Birthday paradox
Drag the room size and watch the probability climb. The curve crosses 50% earlier than almost anyone guesses, and tops 99% before you fill a single bus.
P(at least one shared birthday)
50.73%
With 23 people in the room. Expected matching pairs: 0.69.
You only need 23 people for a 50% chance, and 57 for 99%.
Same formula at common headcounts. The 50% crossover sits between 22 and 23.
| People (N) | P(shared) | Expected pairs |
|---|---|---|
| 5 | 2.71% | 0.03 |
| 10 | 11.69% | 0.12 |
| 15 | 25.29% | 0.29 |
| 20 | 41.14% | 0.52 |
| 23 | 50.73% | 0.69 |
| 30 | 70.63% | 1.19 |
| 40 | 89.12% | 2.14 |
| 50 | 97.04% | 3.36 |
| 70 | >99.9% | 6.62 |
| 100 | >99.9% | 13.56 |
The birthday paradox is not a paradox in the logical sense. It is counterintuitive because we instinctively count people rather than pairs. With 23 people you do not have 23 chances at a match.

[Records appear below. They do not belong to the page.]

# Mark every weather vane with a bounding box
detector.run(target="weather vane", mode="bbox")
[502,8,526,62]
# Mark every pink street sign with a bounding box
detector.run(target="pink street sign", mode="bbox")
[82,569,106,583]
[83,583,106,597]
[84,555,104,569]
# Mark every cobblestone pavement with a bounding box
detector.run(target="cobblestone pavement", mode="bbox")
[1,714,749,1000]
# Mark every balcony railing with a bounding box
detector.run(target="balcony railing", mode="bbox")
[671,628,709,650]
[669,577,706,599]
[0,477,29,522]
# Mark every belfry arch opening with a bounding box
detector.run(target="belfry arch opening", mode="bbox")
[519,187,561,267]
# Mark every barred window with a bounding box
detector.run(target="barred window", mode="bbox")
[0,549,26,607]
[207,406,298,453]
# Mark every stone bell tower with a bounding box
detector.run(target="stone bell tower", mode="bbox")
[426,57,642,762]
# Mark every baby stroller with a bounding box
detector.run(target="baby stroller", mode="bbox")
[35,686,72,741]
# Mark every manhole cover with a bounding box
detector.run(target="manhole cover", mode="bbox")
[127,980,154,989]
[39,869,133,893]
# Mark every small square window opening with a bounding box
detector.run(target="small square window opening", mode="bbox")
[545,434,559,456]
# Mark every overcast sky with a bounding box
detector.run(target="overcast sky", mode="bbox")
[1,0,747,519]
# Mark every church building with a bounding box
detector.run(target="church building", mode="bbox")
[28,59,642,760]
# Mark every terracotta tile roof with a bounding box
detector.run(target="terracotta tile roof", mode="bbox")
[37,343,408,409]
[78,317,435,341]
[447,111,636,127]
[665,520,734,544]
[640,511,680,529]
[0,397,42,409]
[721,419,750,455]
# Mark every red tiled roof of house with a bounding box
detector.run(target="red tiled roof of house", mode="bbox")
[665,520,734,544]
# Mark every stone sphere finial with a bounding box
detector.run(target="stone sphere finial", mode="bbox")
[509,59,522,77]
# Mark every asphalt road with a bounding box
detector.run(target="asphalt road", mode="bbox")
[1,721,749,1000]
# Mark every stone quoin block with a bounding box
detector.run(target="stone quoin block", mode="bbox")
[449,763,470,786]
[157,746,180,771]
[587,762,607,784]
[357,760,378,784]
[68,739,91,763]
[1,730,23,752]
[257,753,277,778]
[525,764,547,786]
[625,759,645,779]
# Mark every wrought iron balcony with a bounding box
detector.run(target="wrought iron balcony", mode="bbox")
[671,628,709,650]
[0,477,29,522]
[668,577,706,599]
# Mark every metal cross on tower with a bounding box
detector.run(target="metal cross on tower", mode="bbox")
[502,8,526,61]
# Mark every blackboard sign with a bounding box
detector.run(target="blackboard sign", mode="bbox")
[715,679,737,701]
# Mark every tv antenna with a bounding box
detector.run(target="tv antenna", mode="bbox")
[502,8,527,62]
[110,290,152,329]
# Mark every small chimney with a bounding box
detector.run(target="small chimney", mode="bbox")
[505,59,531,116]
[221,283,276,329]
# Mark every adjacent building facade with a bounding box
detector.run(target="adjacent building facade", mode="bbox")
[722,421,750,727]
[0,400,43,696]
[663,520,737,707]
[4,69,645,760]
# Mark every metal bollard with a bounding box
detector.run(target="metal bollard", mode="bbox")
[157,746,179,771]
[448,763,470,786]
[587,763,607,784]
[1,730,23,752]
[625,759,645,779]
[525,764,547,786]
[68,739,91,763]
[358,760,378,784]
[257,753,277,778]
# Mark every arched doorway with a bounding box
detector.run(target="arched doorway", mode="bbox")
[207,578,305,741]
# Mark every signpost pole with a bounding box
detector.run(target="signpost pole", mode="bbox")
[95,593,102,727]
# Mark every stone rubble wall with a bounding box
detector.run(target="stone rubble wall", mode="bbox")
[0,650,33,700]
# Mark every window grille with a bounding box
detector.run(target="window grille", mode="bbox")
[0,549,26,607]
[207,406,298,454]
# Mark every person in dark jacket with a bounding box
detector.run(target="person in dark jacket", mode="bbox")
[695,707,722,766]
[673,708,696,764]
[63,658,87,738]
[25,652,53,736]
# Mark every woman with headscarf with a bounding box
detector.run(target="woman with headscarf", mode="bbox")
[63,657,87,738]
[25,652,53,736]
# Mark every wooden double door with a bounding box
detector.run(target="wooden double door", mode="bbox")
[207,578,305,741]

You have 253. That is C(23, 2) = 253 distinct pairs, and each pair has a 1 in 365 chance of sharing a date. The probability that none of those 253 pairs match drops below half almost exactly at N = 23.
The clean way to compute it is to ask the opposite question: what is the chance that everyone has a different birthday? The first person picks any day (365/365). The second avoids it (364/365). The third avoids two days (363/365). Multiply the fractions together for N people and subtract from 1. The product shrinks fast because each extra person multiplies in a smaller fraction. By N = 50 the chance of a match is already 97%, and by N = 70 it is over 99.9%.
You can sanity check this against the real world. An NFL roster holds 53 active players, so any given team has roughly a 98% chance that two players share a birthday. NBA teams carry 15 players and land around 25%. A typical classroom of 30 students sits near 70%. Once you have a feel for the pair count C(n,2) growing as n squared, the surprise disappears. The math is honest about how much faster pairs grow than people.